Fyre Fest Attendee Describes Chaotic Scene: ‘It Was Just a Nightmare’
In retrospect, Gunnar Wilmot, who works in New York commercial real estate, should have known something was wrong with the Fyre Festival when organizers in the Bahamas immediately served tequila and rosé. “I think they wanted us to be drunk enough to not complain,” says Wilmot, 28, who arrived at rapper Ja Rule and entrepreneur Billy McFarland’s festival on a private island in the Bahamas early Thursday morning. “Yesterday was fun. We were just drinking on the beach, until we realized what happened, and it was just a nightmare.”
The entire festival, which promised performances by Blink-182, Migos, Major Lazer, Lil Yachty and “first-class culinary experiences and a luxury atmosphere” for guests who’d paid thousands of dollars for tickets and chartered yachts and planes, collapsed Thursday night in what Wilmot calls “one shitstorm after another.” Wilmot and his three friends, who’d paid $500 apiece for what organizers called “villas,” found themselves in refugee tents. One by one, each of the performers canceled, including Blink-182 last night, announcing in an online statement, “We’re not confident that we would have what we need to give you the quality of performances we always give our fans.”
Wilmot and his friends were relatively lucky. They saw festivalgoers on the grounds, stranded, surrounded by luggage with nowhere to sleep for the night. They watched in horror as festival employees tossed visitors’ bags off a freight truck and “people were just rummaging through them.” They decided to escape early this morning, bathed in the ocean, brushed their teeth with bottled water and paid a festival employee $100 to return them to the airport in a flatbed truck.
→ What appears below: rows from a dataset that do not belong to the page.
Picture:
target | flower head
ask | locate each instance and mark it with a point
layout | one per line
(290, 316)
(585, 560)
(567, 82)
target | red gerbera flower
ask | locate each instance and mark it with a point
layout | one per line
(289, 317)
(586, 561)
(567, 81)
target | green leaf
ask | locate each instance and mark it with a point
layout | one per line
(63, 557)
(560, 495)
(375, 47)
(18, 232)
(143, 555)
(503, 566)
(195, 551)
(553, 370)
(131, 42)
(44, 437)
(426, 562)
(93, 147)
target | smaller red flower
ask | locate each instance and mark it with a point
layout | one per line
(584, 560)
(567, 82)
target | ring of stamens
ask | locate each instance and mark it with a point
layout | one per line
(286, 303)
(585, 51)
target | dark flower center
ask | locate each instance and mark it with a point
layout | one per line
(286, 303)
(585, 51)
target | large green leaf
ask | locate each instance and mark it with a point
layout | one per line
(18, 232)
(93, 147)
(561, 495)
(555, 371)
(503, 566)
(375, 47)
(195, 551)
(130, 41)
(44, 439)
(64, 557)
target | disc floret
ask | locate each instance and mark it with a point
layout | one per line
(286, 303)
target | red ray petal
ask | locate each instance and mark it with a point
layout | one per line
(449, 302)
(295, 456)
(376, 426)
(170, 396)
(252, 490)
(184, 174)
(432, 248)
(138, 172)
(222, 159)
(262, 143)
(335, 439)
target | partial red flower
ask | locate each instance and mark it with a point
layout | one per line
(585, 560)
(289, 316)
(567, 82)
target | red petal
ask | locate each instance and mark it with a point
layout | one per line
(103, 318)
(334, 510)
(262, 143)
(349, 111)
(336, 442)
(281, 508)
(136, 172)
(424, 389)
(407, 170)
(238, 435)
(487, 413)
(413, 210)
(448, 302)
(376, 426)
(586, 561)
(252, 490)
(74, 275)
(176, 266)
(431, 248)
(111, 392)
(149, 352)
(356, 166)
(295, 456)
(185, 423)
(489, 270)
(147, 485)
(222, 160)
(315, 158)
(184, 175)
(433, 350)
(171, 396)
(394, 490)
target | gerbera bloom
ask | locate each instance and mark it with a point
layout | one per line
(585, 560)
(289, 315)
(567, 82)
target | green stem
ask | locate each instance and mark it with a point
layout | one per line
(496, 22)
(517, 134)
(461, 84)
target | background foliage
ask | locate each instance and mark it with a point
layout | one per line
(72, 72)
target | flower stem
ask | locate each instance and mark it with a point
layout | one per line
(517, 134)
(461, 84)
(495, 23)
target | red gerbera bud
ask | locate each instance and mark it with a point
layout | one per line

When they arrived at the airport gate, an official told them they couldn’t access the airport unless they were on one of the two festival school buses – but Wilmot and his friends paid $40 to move past the barricade.
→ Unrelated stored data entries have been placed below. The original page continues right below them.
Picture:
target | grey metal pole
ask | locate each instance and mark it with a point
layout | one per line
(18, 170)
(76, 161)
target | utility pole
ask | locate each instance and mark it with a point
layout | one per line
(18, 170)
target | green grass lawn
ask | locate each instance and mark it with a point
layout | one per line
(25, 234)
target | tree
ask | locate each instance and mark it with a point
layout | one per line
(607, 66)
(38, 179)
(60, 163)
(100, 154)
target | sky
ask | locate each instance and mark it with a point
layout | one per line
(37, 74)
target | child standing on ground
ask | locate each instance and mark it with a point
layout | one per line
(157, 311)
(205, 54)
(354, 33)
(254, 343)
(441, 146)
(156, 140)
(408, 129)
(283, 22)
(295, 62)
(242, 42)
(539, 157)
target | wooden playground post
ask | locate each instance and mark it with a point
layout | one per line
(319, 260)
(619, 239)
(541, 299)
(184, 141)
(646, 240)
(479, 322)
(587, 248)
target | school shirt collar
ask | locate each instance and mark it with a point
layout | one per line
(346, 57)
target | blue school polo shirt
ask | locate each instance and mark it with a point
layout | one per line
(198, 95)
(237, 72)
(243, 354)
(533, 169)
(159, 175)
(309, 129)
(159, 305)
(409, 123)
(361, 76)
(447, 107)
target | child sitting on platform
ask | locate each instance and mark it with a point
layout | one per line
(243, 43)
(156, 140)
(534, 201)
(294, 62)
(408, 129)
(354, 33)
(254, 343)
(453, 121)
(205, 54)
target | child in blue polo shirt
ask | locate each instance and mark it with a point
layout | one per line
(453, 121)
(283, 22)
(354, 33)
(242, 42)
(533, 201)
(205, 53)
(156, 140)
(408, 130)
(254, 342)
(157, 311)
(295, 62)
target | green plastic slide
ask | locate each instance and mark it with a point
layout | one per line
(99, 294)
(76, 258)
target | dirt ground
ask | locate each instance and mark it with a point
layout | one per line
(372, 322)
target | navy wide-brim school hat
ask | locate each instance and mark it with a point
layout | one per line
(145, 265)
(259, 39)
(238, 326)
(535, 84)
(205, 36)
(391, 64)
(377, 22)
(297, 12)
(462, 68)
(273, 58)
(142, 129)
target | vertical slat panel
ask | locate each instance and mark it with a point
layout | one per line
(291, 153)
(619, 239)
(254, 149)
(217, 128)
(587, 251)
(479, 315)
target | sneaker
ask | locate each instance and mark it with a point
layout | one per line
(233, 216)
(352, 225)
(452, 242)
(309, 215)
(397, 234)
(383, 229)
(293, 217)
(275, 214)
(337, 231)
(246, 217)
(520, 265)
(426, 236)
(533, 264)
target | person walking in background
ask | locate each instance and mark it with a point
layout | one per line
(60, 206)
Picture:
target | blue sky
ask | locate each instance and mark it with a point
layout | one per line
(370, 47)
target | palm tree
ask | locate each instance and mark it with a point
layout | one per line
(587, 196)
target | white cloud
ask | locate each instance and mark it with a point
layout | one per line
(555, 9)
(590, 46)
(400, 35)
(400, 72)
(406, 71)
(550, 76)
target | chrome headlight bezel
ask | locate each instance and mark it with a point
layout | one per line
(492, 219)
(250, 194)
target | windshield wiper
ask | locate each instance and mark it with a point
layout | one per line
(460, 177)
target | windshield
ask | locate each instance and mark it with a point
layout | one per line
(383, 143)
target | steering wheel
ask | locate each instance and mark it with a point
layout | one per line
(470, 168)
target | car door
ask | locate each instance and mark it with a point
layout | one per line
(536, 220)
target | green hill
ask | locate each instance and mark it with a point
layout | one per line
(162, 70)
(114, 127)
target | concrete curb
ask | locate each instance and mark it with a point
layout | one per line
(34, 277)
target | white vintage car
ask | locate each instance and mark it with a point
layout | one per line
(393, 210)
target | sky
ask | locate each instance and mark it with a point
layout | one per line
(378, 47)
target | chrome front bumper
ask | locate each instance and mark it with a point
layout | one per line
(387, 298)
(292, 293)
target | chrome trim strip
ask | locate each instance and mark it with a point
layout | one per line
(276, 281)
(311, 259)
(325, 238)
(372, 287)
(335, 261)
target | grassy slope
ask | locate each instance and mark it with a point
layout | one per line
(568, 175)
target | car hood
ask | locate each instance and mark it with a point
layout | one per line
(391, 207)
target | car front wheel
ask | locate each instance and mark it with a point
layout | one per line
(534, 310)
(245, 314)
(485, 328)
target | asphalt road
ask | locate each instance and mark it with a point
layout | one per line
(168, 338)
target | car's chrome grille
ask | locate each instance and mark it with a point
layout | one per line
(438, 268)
Early report is that many of the tents aren’t assembled. Here’s their tropical private island owned by Escobar! #FyreFestival pic.twitter.com/TNzBDbNAUJ
— FyreFestivalFraud (@FyreFraud) April 27, 2017
“We were sold on villas with beds and furniture – they had renderings of what it was going to look like. It could not have been more different,” Wilmot says. “The fact that these were the same tents as a refugee camp was a running joke. That’s what it felt like.”
Festival organizers said they “set out to provide a once-in-a-lifetime musical experiences on the Islands of the Exumas” and blamed “circumstances out of our control” for the problems. The festival chaos appears to have backed up the local airports, stranding guests in terrible conditions, including understaffed kitchen tents jammed with random pots of uncooked food, all of which visitors have documented via social media. In a statement, Ja Rule said he was “heartbroken” and insisted Fyre was “not a scam,” adding that his first priority was to make sure stranded festivalgoers could leave the Exumas islands safely.
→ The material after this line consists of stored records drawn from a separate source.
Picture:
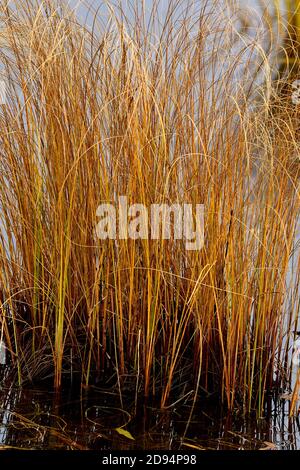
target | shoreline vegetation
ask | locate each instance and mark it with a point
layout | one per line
(180, 108)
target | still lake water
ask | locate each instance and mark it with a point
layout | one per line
(39, 419)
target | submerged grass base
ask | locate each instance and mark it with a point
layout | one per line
(158, 112)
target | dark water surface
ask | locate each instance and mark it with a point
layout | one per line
(39, 419)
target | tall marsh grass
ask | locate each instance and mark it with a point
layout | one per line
(162, 110)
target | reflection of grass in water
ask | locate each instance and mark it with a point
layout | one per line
(90, 115)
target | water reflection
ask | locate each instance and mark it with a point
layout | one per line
(37, 419)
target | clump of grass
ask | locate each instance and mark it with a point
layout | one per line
(157, 112)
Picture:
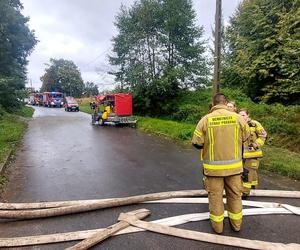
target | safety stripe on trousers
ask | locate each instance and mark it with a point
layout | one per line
(253, 154)
(211, 144)
(216, 218)
(259, 141)
(197, 133)
(235, 216)
(247, 184)
(254, 183)
(223, 166)
(236, 136)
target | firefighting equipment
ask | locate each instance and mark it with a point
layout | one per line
(252, 153)
(245, 174)
(251, 165)
(258, 136)
(104, 115)
(107, 108)
(221, 133)
(215, 186)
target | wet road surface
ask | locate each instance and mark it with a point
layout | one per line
(64, 157)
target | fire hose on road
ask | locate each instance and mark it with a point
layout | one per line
(16, 211)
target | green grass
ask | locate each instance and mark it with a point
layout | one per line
(24, 111)
(175, 130)
(282, 150)
(281, 161)
(85, 108)
(12, 129)
(277, 160)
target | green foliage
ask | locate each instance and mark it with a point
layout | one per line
(277, 160)
(263, 55)
(281, 161)
(158, 50)
(16, 44)
(281, 122)
(90, 89)
(24, 111)
(175, 130)
(63, 76)
(3, 180)
(12, 130)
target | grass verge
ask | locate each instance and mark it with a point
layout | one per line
(277, 160)
(12, 129)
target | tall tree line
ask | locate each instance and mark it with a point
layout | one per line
(263, 53)
(16, 43)
(158, 50)
(64, 76)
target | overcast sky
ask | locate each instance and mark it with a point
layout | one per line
(81, 31)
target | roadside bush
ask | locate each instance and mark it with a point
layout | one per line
(189, 113)
(2, 112)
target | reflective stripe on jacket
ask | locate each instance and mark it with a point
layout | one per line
(221, 133)
(258, 136)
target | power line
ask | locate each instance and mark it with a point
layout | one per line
(97, 57)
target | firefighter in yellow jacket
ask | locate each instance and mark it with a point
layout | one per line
(220, 136)
(252, 152)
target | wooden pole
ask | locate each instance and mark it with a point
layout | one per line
(217, 51)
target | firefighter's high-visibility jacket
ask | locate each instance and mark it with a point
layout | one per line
(258, 136)
(107, 108)
(104, 115)
(221, 134)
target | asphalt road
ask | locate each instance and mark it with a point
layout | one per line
(64, 157)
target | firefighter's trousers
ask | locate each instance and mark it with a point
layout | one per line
(233, 189)
(252, 166)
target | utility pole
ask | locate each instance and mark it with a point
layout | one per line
(217, 52)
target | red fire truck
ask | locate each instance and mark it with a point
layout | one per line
(118, 107)
(37, 99)
(53, 99)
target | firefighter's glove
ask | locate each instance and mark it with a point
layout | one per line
(245, 175)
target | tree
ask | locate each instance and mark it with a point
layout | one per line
(91, 89)
(158, 51)
(264, 50)
(16, 43)
(63, 76)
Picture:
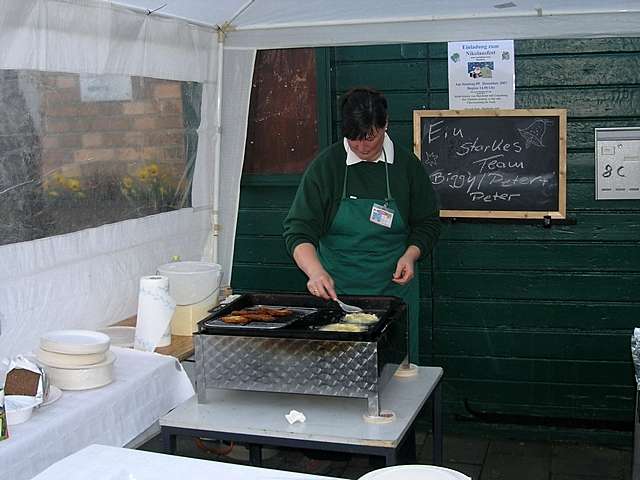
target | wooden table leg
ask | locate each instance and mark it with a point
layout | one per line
(437, 424)
(168, 442)
(255, 455)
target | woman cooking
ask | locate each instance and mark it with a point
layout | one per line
(365, 211)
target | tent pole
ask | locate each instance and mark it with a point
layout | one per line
(215, 220)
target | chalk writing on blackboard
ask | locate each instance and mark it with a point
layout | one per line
(496, 163)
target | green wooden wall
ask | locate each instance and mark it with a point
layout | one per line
(531, 325)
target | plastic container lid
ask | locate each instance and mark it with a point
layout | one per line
(121, 336)
(75, 342)
(414, 472)
(64, 360)
(191, 281)
(19, 408)
(82, 378)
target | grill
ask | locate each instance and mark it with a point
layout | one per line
(291, 354)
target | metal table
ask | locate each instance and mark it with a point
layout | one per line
(333, 423)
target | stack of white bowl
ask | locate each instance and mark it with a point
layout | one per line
(76, 359)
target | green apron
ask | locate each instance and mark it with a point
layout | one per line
(361, 256)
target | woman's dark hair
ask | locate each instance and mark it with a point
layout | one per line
(363, 110)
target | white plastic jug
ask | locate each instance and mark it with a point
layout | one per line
(192, 281)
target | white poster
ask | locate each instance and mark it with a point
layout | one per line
(481, 75)
(617, 163)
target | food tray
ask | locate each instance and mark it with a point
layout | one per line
(312, 314)
(278, 322)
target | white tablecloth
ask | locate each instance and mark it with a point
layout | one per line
(146, 386)
(98, 462)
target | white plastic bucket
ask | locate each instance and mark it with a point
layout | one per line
(192, 281)
(414, 472)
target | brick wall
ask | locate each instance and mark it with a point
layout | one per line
(81, 138)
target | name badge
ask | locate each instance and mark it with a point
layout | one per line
(381, 215)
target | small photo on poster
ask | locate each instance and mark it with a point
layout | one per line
(480, 69)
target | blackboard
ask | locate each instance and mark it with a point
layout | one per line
(495, 163)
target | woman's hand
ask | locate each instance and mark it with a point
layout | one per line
(320, 282)
(405, 268)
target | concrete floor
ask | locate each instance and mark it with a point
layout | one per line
(481, 459)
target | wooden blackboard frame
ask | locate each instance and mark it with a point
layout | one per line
(561, 115)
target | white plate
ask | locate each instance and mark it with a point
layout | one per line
(120, 336)
(82, 378)
(69, 360)
(75, 341)
(54, 395)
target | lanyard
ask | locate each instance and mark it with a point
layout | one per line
(386, 174)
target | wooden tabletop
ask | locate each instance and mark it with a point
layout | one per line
(181, 346)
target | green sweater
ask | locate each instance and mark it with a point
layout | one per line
(320, 192)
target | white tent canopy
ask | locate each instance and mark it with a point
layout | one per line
(89, 278)
(292, 23)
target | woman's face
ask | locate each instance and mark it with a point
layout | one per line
(370, 147)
The dinner that @fyrefestival promised us was catered by Steven Starr is literally bread, cheese, and salad with dressing. #fyrefestival pic.twitter.com/I8d0UlSNbd
— Tr3vor (@trev4president) April 28, 2017
Some who helped organize the festival took issue with the “out of our control” portion of the festival’s statement. In early March, former Saturday Night Live talent associate Chloe Gordon traveled to the Bahamas to tour the site as a producer hired to work with the talent. “It was about two months out, and it was a mess,” she says, adding that she quit after returning to New York. “They had already, when we got down there, hired and fired two full production teams. And they hadn’t started planning anything. They basically just fired everyone along the way that told them it wasn’t feasible.”
As of Friday afternoon, Wilmot was waiting for his flight to take off, after he spent 25 hours in the Bahamas. He and his friends were the first to arrive at the airport for return U.S. flights, and observed one or two planes, part of one airline, shuttling passengers back and forth. “Everyone’s left [the festival],” he says. “The airport is an absolute zoo.”